Search code examples
pythonlistcategoriessublist

How to create a new layer of sublists based on a common key within each sublist in order to categorize the sublists?


How to create a new layer of sublists based on a common key within each sublist in order to categorize the sublists? In other words, how do you place sublists into a new sublist within the list where each item at index 1 is the same?

For example, I'd like to turn the following list of sublists into a list of sublists in which each sublist is in a new sublist where each item at index 1 is the same within that sublist. I'd like to place the sublists of apples, bananas and oranges in this list into a new sublist.

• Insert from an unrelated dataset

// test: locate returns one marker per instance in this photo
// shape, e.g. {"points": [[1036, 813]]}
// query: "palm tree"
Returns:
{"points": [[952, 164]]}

lsta = [['2014W01','apple',21,'[email protected]'],['2014W02','apple',19,'[email protected]'],['2014W02','banana',51,'[email protected]'],['2014W03','apple',100,'[email protected]'],['2014W01','banana',71,'[email protected]'],['2014W02','organge',21,'[email protected]']]

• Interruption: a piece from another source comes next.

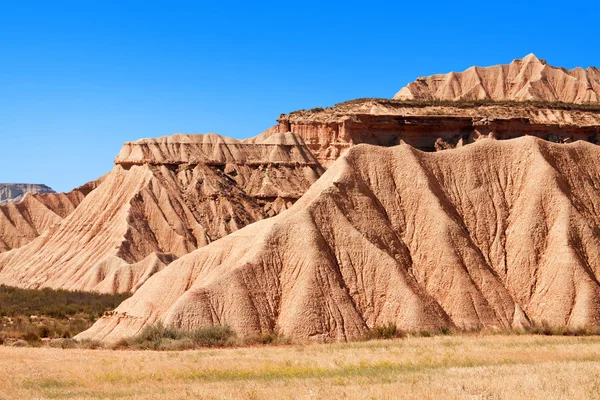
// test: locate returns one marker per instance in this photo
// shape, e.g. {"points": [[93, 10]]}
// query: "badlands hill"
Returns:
{"points": [[164, 198], [432, 126], [15, 192], [23, 221], [528, 79], [494, 234]]}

I'd like the three sublists of apples to be contained within a new sublist, as well as the two sublists of bananas into a new sublist, etc.

Desired_List = [[['2014W01','apple',21,'[email protected]'],['2014W02','apple',19,'[email protected]'],['2014W03','apple',100,'[email protected]']],[['2014W02','banana',51,'[email protected]'],['2014W01','banana',71,'[email protected]']],[['2014W02','organge',21,'[email protected]']]]

Bonus points, if you could tell me how to do multiple categorizations (e.g. not only separating by fruit type, but also by week)?


Solution

  • I'll take a bit of a different tack. You probably want your group-by field to be the lookup value in a dict. The value can just be a list of various.. whatever you want to call each sublist here. I'll call each one a FruitPerson.

    from collections import defaultdict, namedtuple
    
    FruitPerson = namedtuple('FruitPerson','id age email')
    
    d = defaultdict(list)
    
    for sublist in lsta:
        d[sublist[1]].append(FruitPerson(sublist[0],*sublist[2:]))
    

    Then, for example:

    d['apple']
    Out[19]: 
    [FruitPerson(id='2014W01', age=21, email='[email protected]'),
     FruitPerson(id='2014W02', age=19, email='[email protected]'),
     FruitPerson(id='2014W03', age=100, email='[email protected]')]
    
    d['apple'][0]
    Out[20]: FruitPerson(id='2014W01', age=21, email='[email protected]')
    
    d['apple'][0].id
    Out[21]: '2014W01'
    

    Edit: okay, multiple-categorization-bonus-point question. You just need to nest your dictionaries. The syntax gets a little goofy because the argument to defaultdict has to be a callable; you can do this with either lambda or functools.partial:

    FruitPerson = namedtuple('FruitPerson','age email') #just removed 'id' field
    d = defaultdict(lambda: defaultdict(list))
    
    for sublist in lsta:
        d[sublist[1]][sublist[0]].append(FruitPerson(*sublist[2:]))
    
    d['apple']
    Out[37]: defaultdict(<type 'list'>, {'2014W03': [FruitPerson(age=100, email='[email protected]')], '2014W02': [FruitPerson(age=19, email='[email protected]')], '2014W01': [FruitPerson(age=21, email='[email protected]')]})
    
    d['apple']['2014W01']
    Out[38]: [FruitPerson(age=21, email='[email protected]')]
    
    d['apple']['2014W01'][0].email
    Out[40]: '[email protected]'
    

    Though honestly at this point you should consider moving up to a real relational database that can understand SELECT whatever FROM whatever WHERE something type queries.